Beyond ditching Chrome, another step you can take to take back your privacy is to find a better mobile platform. In that regard, Apple’s iOS is far superior even though it is much less flexible than Android. Unlike Android, iOS does not allow applications to run in the background without your permission. It also doesn’t allow apps to spy on each other. One example of why that’s important is that the Android version of Facebook has the ability to track every phone call and text message you make. While there are some legitimate uses of app-to-app communication, the way Android handles it (especially in older versions) is messy and doesn’t protect user privacy. Apple’s mobile OS also is much better about using your phone to slice and dice your data rather than sending it to the corporate HQ for processing.

For people who like the greater flexibility of Android and are willing to live on the wild side, it's possible, with adequate computer skills, to install a Google-free version of Android. Be advised that oftentimes such Android releases don’t support every feature of your phone. They also will not be supported by your phone carrier in case something goes wrong.

On the desktop and laptop side of things, privacy seekers worldwide lean toward open-source operating systems like the various versions of Linux (Debian is a great one) or less famous alternatives like OpenBSD or FreeBSD. If that sounds a bit too exotic for you, then you should choose MacOS, since Microsoft has integrated advertising and data collection into Windows 10. The newest version of Windows 10 does give users greater control over their privacy settings, but many people are still not satisfied.

There are a number of other ways you can keep your data private:

Getting a good ad blocker is a basic but important step that anyone except mobile Chrome users can take to improve their privacy and security online. Blocking ads on iOS is trickier, but it is certainly possible. Be sure to whitelist sites that you like and trust, however, or find other ways to support them like subscribing or donating. (You can download Salon's app for either iOS or Android, for example!) Great content costs money to create; junk news and entertainment is virtually free.

Avoid voice assistant devices like Amazon’s Alexa or Google’s Assistant, which constantly record anything they hear nearby.

Change your Domain Name Service (DNS) provider to CloudFlare.

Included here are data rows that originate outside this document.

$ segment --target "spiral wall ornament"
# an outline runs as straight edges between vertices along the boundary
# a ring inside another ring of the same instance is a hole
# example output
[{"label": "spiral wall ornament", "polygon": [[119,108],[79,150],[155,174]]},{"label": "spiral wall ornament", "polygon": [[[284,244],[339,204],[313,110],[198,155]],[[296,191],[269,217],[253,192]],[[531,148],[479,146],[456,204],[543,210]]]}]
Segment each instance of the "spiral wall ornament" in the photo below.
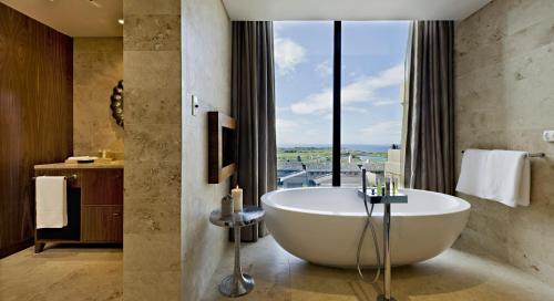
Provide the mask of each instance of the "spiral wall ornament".
[{"label": "spiral wall ornament", "polygon": [[123,127],[123,80],[117,82],[113,87],[112,96],[110,97],[112,116],[119,126]]}]

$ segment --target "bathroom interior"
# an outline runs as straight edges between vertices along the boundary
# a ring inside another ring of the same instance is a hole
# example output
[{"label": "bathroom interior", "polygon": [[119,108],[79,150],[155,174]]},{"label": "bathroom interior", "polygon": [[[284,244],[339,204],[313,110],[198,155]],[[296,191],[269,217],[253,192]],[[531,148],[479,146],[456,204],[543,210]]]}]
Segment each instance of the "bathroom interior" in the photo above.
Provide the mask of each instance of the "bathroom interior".
[{"label": "bathroom interior", "polygon": [[0,0],[0,300],[554,300],[553,29]]}]

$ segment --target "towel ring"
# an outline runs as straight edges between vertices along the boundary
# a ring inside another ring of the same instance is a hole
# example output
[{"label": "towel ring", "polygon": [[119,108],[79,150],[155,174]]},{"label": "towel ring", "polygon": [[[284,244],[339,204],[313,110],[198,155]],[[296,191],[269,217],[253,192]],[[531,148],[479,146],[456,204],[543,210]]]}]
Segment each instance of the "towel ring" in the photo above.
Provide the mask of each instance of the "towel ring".
[{"label": "towel ring", "polygon": [[[465,150],[462,150],[462,154],[463,153],[465,153]],[[525,157],[527,157],[527,158],[544,158],[544,157],[546,157],[546,154],[544,154],[544,153],[527,153],[525,155]]]},{"label": "towel ring", "polygon": [[[37,179],[37,178],[38,178],[38,177],[32,177],[31,179],[33,179],[33,180],[34,180],[34,179]],[[64,179],[66,179],[66,180],[70,180],[70,179],[76,179],[76,175],[64,176],[63,178],[64,178]]]}]

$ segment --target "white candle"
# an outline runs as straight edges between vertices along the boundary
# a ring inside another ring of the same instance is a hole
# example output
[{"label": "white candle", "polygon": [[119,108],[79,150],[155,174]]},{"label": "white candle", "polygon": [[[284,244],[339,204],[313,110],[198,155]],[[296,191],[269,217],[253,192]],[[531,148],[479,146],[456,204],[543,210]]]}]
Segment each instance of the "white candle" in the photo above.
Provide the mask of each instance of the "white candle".
[{"label": "white candle", "polygon": [[230,189],[230,196],[233,197],[233,208],[235,212],[243,211],[243,189],[238,187]]}]

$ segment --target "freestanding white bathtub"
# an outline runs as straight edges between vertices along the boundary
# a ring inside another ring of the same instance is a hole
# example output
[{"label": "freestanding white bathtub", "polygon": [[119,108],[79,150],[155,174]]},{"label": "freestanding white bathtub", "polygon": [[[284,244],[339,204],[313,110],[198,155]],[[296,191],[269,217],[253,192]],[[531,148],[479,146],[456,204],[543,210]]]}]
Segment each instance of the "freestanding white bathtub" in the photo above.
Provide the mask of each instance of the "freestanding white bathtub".
[{"label": "freestanding white bathtub", "polygon": [[[266,225],[275,240],[304,260],[332,267],[355,267],[358,240],[366,221],[357,188],[298,188],[261,197]],[[391,205],[391,263],[409,264],[440,255],[462,232],[470,204],[461,198],[403,189],[408,204]],[[376,226],[382,256],[383,206],[376,205]],[[371,231],[363,242],[361,264],[377,264]],[[382,261],[382,260],[381,260]]]}]

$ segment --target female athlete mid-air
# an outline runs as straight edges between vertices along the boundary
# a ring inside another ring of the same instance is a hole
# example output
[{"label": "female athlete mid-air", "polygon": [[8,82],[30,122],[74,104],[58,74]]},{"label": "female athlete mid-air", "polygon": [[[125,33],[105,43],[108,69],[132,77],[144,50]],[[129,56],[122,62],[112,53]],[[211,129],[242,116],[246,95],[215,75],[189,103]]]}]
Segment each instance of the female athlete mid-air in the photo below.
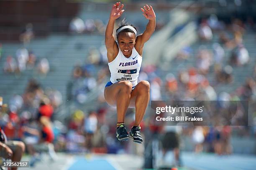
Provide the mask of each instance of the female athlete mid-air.
[{"label": "female athlete mid-air", "polygon": [[[142,15],[148,20],[143,33],[137,35],[136,28],[123,20],[116,30],[116,41],[113,34],[114,25],[115,20],[124,12],[123,8],[123,4],[120,2],[113,5],[106,29],[105,44],[111,76],[105,87],[104,96],[109,105],[117,107],[116,137],[118,140],[127,141],[130,137],[133,142],[141,143],[143,139],[140,124],[149,101],[150,85],[146,81],[138,83],[138,78],[144,44],[155,30],[156,15],[151,6],[146,5],[141,8]],[[124,124],[128,107],[136,109],[135,122],[129,134]]]}]

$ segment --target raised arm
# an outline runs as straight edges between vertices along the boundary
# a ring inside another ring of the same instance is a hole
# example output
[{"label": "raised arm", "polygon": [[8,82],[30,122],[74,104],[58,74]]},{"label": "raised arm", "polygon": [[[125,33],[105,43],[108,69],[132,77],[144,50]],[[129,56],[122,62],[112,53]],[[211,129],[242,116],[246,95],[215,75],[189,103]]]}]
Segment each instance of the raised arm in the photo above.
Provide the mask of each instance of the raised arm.
[{"label": "raised arm", "polygon": [[135,44],[136,50],[139,53],[142,53],[144,44],[149,39],[156,28],[156,14],[153,7],[151,5],[146,5],[143,8],[141,8],[143,12],[142,15],[146,19],[148,20],[148,23],[144,32],[137,37]]},{"label": "raised arm", "polygon": [[105,45],[108,52],[107,56],[108,62],[111,62],[115,59],[118,53],[118,47],[115,41],[115,36],[113,35],[113,30],[115,21],[122,15],[124,11],[123,10],[123,4],[120,2],[113,5],[111,9],[109,20],[105,33]]}]

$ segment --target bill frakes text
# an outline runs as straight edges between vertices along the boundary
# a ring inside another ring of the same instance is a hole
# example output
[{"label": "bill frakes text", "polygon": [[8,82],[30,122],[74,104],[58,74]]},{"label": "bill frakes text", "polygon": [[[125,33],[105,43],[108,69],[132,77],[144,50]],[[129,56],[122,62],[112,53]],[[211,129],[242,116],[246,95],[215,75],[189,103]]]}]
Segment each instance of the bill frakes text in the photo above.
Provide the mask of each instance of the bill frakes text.
[{"label": "bill frakes text", "polygon": [[158,116],[156,118],[157,121],[202,121],[202,117],[190,117],[188,116],[176,116],[172,117],[168,116],[166,117],[161,117]]}]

Even when you are reading encrypted websites, your internet provider can keep track of the sites you visit, including those you visit in “private mode.” Thanks to President Donald Trump and the GOP Congress, they are now allowed to legally sell this information to anyone willing to pay the right price. Cloudflare, however, recently unveiled a free service called 1.1.1.1 that allows you to look up domains with full encryption from your ISP. In an interview, Cloudflare CEO Matthew Prince said that switching to the new service will not only make your web browsing more private, it will also speed it up and also help accelerate the internet for everyone else.

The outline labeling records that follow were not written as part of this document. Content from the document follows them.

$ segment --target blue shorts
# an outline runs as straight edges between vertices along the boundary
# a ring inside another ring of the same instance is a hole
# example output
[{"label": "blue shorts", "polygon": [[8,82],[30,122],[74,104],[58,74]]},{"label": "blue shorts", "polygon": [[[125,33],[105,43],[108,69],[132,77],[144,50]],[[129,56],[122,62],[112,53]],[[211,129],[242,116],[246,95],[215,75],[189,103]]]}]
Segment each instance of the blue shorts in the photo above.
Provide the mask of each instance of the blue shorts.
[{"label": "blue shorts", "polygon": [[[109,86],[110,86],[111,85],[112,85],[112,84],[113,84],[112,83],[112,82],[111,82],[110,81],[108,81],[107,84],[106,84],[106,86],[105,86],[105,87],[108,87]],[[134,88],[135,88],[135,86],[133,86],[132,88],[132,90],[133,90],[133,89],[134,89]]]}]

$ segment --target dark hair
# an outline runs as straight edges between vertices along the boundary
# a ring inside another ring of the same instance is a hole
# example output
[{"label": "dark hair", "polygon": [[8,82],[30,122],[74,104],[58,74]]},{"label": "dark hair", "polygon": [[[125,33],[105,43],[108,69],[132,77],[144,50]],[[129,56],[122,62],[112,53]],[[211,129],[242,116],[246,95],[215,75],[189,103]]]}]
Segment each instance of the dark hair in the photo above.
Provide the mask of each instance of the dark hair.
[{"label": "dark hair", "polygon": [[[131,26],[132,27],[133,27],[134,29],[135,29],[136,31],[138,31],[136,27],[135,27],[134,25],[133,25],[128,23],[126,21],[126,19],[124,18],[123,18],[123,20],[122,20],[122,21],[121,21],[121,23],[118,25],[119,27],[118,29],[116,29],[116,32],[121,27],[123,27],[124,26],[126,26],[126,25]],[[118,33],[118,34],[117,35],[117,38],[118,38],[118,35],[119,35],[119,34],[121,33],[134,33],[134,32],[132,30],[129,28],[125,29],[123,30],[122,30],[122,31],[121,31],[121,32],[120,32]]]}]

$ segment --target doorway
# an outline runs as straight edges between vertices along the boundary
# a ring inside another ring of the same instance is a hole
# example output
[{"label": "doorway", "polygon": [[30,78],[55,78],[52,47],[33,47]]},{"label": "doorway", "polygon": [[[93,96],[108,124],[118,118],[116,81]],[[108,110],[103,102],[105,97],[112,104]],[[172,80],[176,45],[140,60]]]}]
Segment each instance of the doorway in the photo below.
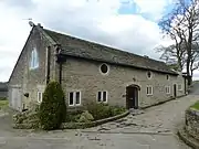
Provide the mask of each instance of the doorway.
[{"label": "doorway", "polygon": [[138,108],[138,91],[139,86],[130,85],[126,87],[126,108]]},{"label": "doorway", "polygon": [[176,98],[177,94],[176,94],[176,84],[174,84],[174,97]]}]

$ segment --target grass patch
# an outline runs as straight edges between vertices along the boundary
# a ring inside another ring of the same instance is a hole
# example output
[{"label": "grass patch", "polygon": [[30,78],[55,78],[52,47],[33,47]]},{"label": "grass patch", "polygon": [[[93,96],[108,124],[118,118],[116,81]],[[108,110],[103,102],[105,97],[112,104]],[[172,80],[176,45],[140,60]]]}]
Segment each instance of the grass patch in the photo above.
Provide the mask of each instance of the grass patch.
[{"label": "grass patch", "polygon": [[190,106],[190,108],[199,109],[199,102],[195,103],[195,105]]}]

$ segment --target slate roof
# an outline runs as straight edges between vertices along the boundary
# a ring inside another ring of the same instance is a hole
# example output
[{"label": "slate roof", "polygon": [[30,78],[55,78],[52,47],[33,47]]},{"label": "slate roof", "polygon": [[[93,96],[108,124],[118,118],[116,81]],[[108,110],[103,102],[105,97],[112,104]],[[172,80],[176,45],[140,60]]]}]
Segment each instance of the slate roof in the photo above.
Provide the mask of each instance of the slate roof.
[{"label": "slate roof", "polygon": [[61,44],[62,53],[65,55],[178,75],[160,61],[136,55],[129,52],[113,49],[106,45],[85,41],[46,29],[43,29],[43,31],[49,36],[51,36],[55,43]]}]

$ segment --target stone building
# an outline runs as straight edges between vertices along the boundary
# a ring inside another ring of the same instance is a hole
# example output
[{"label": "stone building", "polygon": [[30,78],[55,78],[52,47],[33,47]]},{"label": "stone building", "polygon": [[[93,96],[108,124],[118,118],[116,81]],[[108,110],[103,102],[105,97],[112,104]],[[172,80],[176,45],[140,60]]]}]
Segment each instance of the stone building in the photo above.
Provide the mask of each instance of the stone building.
[{"label": "stone building", "polygon": [[186,94],[186,78],[164,62],[33,25],[9,79],[14,109],[42,102],[60,82],[69,108],[104,102],[142,108]]},{"label": "stone building", "polygon": [[0,99],[4,99],[8,97],[8,86],[7,83],[0,82]]}]

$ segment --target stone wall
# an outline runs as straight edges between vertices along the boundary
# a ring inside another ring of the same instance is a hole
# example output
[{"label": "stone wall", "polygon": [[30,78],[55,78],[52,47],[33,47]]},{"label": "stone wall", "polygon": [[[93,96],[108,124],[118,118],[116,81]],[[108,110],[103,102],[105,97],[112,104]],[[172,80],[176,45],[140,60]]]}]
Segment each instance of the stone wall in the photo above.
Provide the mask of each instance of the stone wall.
[{"label": "stone wall", "polygon": [[199,110],[189,108],[186,110],[186,131],[199,141]]},{"label": "stone wall", "polygon": [[[38,28],[33,28],[25,42],[25,45],[19,56],[19,60],[13,68],[12,75],[9,81],[9,100],[10,106],[13,103],[12,88],[17,88],[20,92],[20,97],[14,98],[19,100],[21,108],[29,108],[29,103],[38,102],[38,93],[44,92],[46,84],[46,49],[50,46],[49,40],[42,34]],[[39,67],[30,68],[31,52],[36,49]],[[51,78],[54,78],[54,49],[51,49]],[[23,96],[29,93],[29,97]]]},{"label": "stone wall", "polygon": [[[108,73],[102,74],[100,67],[103,63],[83,58],[67,57],[63,64],[62,87],[65,92],[66,104],[69,93],[80,91],[82,104],[96,102],[100,91],[107,91],[107,103],[111,105],[126,106],[126,87],[135,84],[140,87],[138,93],[138,106],[147,107],[170,98],[174,98],[174,84],[177,85],[177,96],[185,95],[185,79],[181,75],[175,76],[151,72],[153,77],[147,78],[147,72],[133,67],[108,65]],[[181,89],[178,89],[181,84]],[[146,94],[146,87],[153,86],[153,95]],[[170,93],[166,94],[166,86],[170,86]]]}]

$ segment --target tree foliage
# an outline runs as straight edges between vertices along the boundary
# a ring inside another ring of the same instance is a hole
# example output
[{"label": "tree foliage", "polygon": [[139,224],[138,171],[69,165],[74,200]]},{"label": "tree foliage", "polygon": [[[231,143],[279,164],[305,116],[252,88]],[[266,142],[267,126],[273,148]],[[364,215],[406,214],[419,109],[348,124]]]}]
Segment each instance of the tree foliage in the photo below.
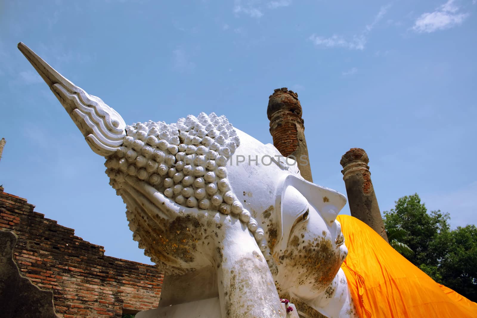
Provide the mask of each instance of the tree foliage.
[{"label": "tree foliage", "polygon": [[400,253],[404,256],[411,256],[414,254],[414,251],[409,246],[402,242],[403,238],[407,235],[407,232],[404,230],[400,227],[387,228],[386,234],[387,235],[389,245]]},{"label": "tree foliage", "polygon": [[[476,226],[451,230],[449,214],[440,210],[428,212],[417,193],[395,203],[394,208],[384,212],[391,246],[436,281],[477,301]],[[403,246],[414,254],[406,253]]]}]

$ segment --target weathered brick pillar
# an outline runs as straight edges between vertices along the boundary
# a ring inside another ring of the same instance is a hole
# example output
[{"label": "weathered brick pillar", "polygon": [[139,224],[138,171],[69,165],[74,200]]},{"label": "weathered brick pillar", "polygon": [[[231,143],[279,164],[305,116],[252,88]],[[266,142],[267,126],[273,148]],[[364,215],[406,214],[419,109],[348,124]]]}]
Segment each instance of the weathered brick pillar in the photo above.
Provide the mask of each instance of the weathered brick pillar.
[{"label": "weathered brick pillar", "polygon": [[5,144],[7,143],[7,141],[5,140],[5,138],[2,138],[0,140],[0,159],[1,159],[1,154],[3,152],[3,147],[5,147]]},{"label": "weathered brick pillar", "polygon": [[363,221],[386,241],[387,236],[371,182],[369,159],[363,149],[352,148],[341,158],[351,215]]},{"label": "weathered brick pillar", "polygon": [[275,90],[269,97],[267,115],[273,145],[282,155],[296,158],[301,176],[313,182],[298,94],[286,87]]}]

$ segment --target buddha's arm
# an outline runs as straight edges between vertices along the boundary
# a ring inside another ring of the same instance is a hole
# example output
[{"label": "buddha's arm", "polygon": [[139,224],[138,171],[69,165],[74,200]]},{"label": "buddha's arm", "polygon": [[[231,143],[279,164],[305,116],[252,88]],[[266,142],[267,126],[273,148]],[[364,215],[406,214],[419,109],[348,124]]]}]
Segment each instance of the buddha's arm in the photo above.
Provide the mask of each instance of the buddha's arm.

Switch your search engine to DuckDuckGo for all but the most specific search queries. Unlike Google or Bing, DuckDuckGo respects user privacy. It’s not as comprehensive as Google but for most queries, it can readily find what you want.

Use a cloud storage provider like SpiderOak that features encryption so that it cannot view your information. Or download local encryption software like Boxcryptor that blocks less privacy-oriented services from accessing your data. For extra security, you can host your files yourself via software like NextCloud.

Download VPN software for private browsing. Popular among movie buffs looking to avoid regional content restrictions, VPNs can also be great for hiding your computer’s internet address. Be sure to disable WebRTC, a browser feature that can still reveal your network location even if you are using a VPN.

Finally, if you really want to surf privately, download the Tor browser. It's a customized version of Firefox that distributes your web requests throughout a worldwide encrypted network. Be warned that it can be noticeably slower than a regular browser.